Wie groß ist die Gruppe die es sich leisten kann? Besonders in Hinblick folgender Querverlinkung Deutschland -> Land der armen Schlucker "keine 2000 Euro als Notgroschen"
Erst recht wenn wie auf Seite 1 hier das Nachrichtenportal verkündet, dass es Ideen zur Streichung der kostenlosen Mitversicherung gibt, was den Haushalt mind. 270-280 Euro durch die sogenannte Versicherungspflicht "Freiwillige Krankenversicherung" (was für ein Hohn dieser Begriff) monatlich als "Mindestbeitrag" zu buche schlägt, sofern keine sozialversicherungspflichtige Beschäftigung vorliegt? Besonders explosiv, wenn noch die 30% Selbstbeteiligung dazu käme. Diese finanzielle Mehrbelastung würde etliche Familien in das Bürgergeld oder wie immer das gerade heißt, treiben so dass dann 100% der Steuerzahler zahlt...

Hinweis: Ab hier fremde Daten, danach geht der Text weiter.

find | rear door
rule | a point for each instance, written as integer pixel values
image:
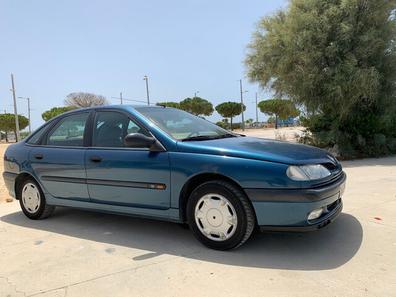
(59, 161)
(120, 175)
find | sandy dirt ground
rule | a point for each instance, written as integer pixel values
(286, 133)
(3, 192)
(79, 253)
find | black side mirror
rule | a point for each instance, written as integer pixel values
(138, 140)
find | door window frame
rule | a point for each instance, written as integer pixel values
(55, 124)
(130, 117)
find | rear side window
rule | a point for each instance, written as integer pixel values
(69, 131)
(34, 139)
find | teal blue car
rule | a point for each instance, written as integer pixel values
(166, 164)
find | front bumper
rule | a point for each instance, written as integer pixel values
(287, 210)
(9, 181)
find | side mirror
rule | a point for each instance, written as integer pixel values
(138, 140)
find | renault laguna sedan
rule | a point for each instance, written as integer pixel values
(167, 164)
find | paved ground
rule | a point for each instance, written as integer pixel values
(77, 253)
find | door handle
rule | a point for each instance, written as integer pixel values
(96, 159)
(38, 156)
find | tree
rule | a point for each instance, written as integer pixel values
(7, 123)
(169, 104)
(229, 110)
(197, 106)
(81, 100)
(338, 60)
(279, 108)
(55, 111)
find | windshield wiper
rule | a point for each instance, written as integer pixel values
(207, 137)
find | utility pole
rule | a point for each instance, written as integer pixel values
(243, 118)
(17, 136)
(147, 92)
(30, 123)
(256, 109)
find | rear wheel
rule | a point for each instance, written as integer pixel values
(32, 200)
(220, 215)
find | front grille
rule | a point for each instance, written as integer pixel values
(333, 205)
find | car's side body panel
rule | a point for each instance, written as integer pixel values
(244, 172)
(61, 171)
(137, 178)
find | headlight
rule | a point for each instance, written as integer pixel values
(307, 172)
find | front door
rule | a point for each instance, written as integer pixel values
(59, 162)
(119, 175)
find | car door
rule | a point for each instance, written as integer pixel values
(59, 161)
(120, 175)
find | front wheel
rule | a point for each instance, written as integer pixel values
(32, 200)
(220, 215)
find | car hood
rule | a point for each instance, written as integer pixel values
(259, 149)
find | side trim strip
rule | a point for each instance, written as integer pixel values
(73, 180)
(105, 182)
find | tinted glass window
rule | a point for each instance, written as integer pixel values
(111, 128)
(180, 124)
(37, 135)
(69, 131)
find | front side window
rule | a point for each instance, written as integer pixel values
(69, 131)
(35, 138)
(182, 125)
(111, 127)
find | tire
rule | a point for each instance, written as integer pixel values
(32, 200)
(220, 215)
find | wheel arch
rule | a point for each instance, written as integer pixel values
(197, 180)
(21, 177)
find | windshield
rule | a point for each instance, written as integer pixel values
(182, 125)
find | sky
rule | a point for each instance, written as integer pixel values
(54, 48)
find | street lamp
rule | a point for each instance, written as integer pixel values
(147, 92)
(30, 124)
(243, 117)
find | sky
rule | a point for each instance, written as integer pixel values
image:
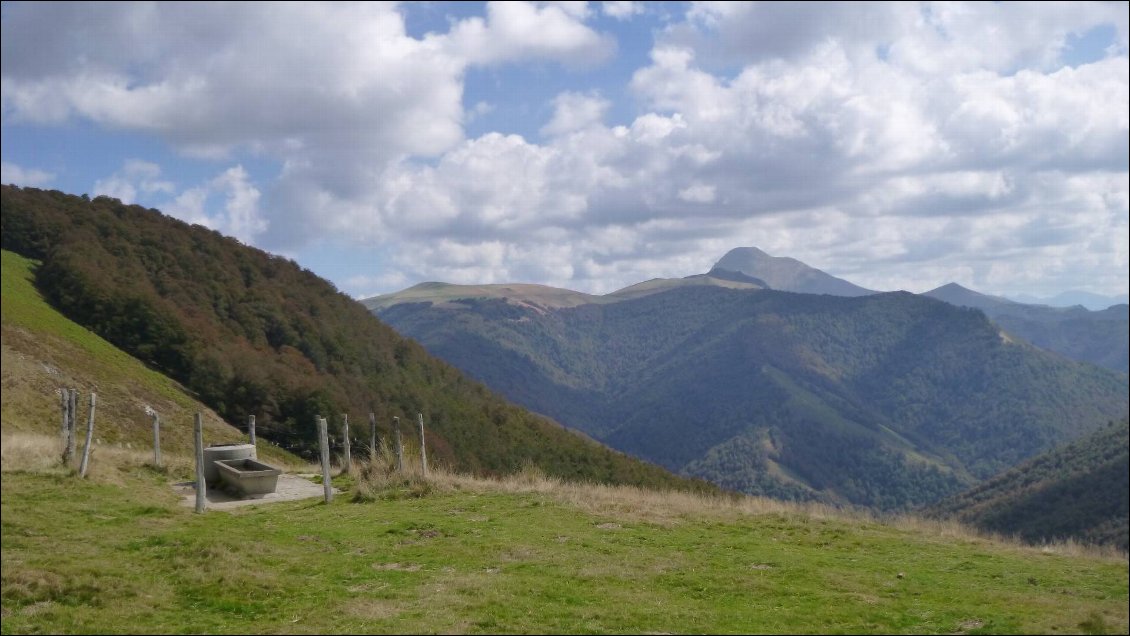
(596, 145)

Was würde z.B. mit dem Deutsch-Türkischen Sozialversicherungsabkommen und ähnlichen Konstrukten z.B. mit ex-Jugoslawien passieren, wenn hierzulande schon die Ehepartner am liebsten ausgeklammert werden sollen? Müssen da die kostenlos mitversicherten Familien dort dann auch separat selbst versichern?